Viewing Reports and Logs : Viewing diagnostics reports : Viewing Alarm Status reports
  
Viewing Alarm Status reports
The Reports > Diagnostics: Alarm Status report provides status for the Mobile Controller alarms.
The Mobile Controller tracks key hardware and software metrics and alerts you to any potential problems so that you can quickly discover and diagnose issues.

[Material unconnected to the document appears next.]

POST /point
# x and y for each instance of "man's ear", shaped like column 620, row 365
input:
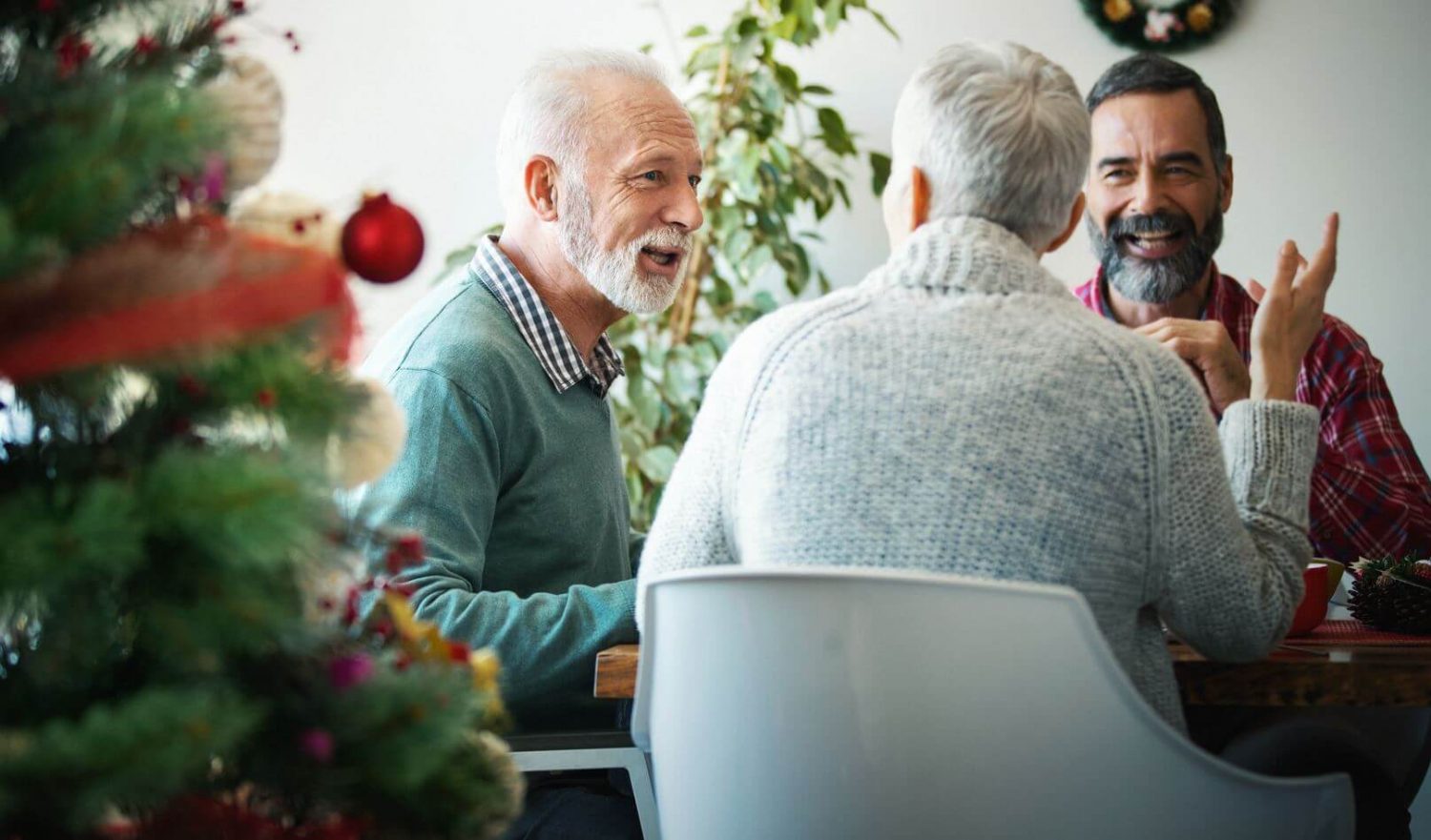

Mobile Controller 4.0 and later feature alarm reporting using hierarchical alarms. The system groups certain alarms into top-level categories, such as the SSL Settings alarm. When an alarm triggers, its parent expands to provide more information: for example, the System Disk Full top-level alarm aggregates over multiple partitions. If a specific partition is full, the System Disk Full alarm triggers and the Alarm Status report displays more information regarding which partition caused the alarm to trigger.
The alarm status falls into one of these states:
OK - Signifies that no problems have been found.
Needs Attention - Accompanies a healthy state to indicate management-related issues not affecting the ability of the Mobile Controller to optimize traffic.
Degraded - Indicates that the Mobile Controller is optimizing traffic, but the system has detected an issue.
Admission Control - Indicates that the Mobile Controller is optimizing traffic but has reached its connection limit.
Critical - Indicates that the Mobile Controller might or might not be optimizing traffic; you must address a critical issue.
Suppressed - Appears after a child alarm when its parent alarm is disabled on the Administration > System Settings: Alarms page.
Disabled - Appears when a child alarm is disabled even though its parent alarm is enabled.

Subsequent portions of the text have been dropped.